Mid-year Progress: Ongoing objective of this research project is to understand the molecular changes induced by obesity to promote breast cancer development, progression and metastasis and to develop a non-endocrine, non-toxic and effective prevention and treatment regimen for blocking the molecular connection between obesity and breast cancer. After screening a library of bioactive molecules, Dr. Sharma selected honokiol, a bioactive compound derived from the bark of magnolia tree. Recent studies from this lab show that honokiol treatment can inhibit leptin-induced growth and metastatic potential of breast cancer cells. These investigators report that honokiol effectively reverses leptin-induced epithelial-mesenchymal transition and blocks migration/ invasion of breast cancer cells. They also found the molecular signaling axis directly inhibited by honokiol to provide mechanistic insight. These studies have laid foundation for the further development of honokiol as an effective agent to disrupt obesity-breast cancer axis.
Dr. Sharma is an Associate Professor in the Department of Oncology, Sidney Kimmel Comprehensive Cancer Center at Johns Hopkins. She obtained her doctorate in Molecular Biology and Oncology from the University of Delhi. She then completed fellowships at both the University of Maryland and the Sidney Kimmel Comprehensive Cancer Center training under the mentorship of Dr. Nancy Davidson.

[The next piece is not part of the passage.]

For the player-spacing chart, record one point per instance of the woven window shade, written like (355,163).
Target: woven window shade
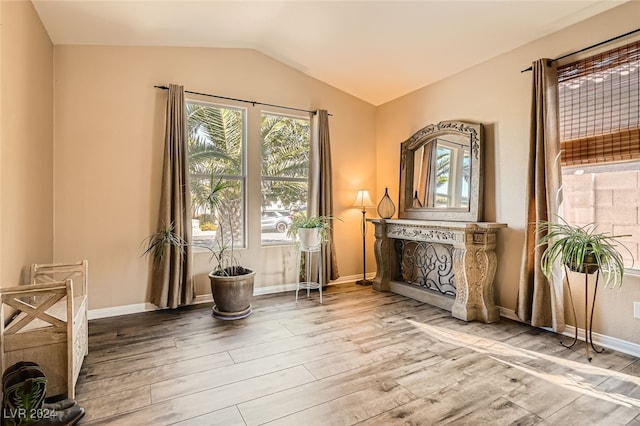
(599,101)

The prevalence of obesity, an epidemic of major proportions in the United States today, has risen steadily over the last several decades. Research on the biological mechanisms underpinning the link between cancer and obesity is clearly a vitally important area, with major implications for both public health and fundamental cancer research. Dr. Sharma focuses on investigating the molecular links between obesity and cancer, emphasizing aspects that have potential clinical significance. Her studies on obesity-related hormones, adipocytokines, showed that leptin promotes the proliferative response and metastatic potential as well as modulates the expression of various genes involved in cell cycle, apoptosis and metastasis. Dr. Sharma is currently examining the potential of adiponectin as an antagonist using innovative approaches including nanotechnology to investigate these important aspects in obesity-breast tumorigenesis connection. She recently showed that adiponectin increases the expression of upstream kinase and tumor suppressor LKB1 and alters AMPK-mTOR-S6K pathway. This discovery has received much attention in the obesity-cancer field and beyond, especially since LKB1 is a master regulator kinase. To get to the bottom of obesity-cancer connection, her lab is exploring the genes, molecules, hormones and cellular processes that could cause and promote cancer in obese people. Using various physiologically relevant models and cell lines, their aim is to find molecular targets that can be disrupted to break the obesity-cancer axis. She is exploring new strategies to disrupt the obesity-cancer connection using novel small molecule inhibitors as well as bioactive food components. Her overall goal is to understand the molecular networks by which obesity affects carcinogenesis and discover novel agents to effectively disrupt obesity-cancer axis.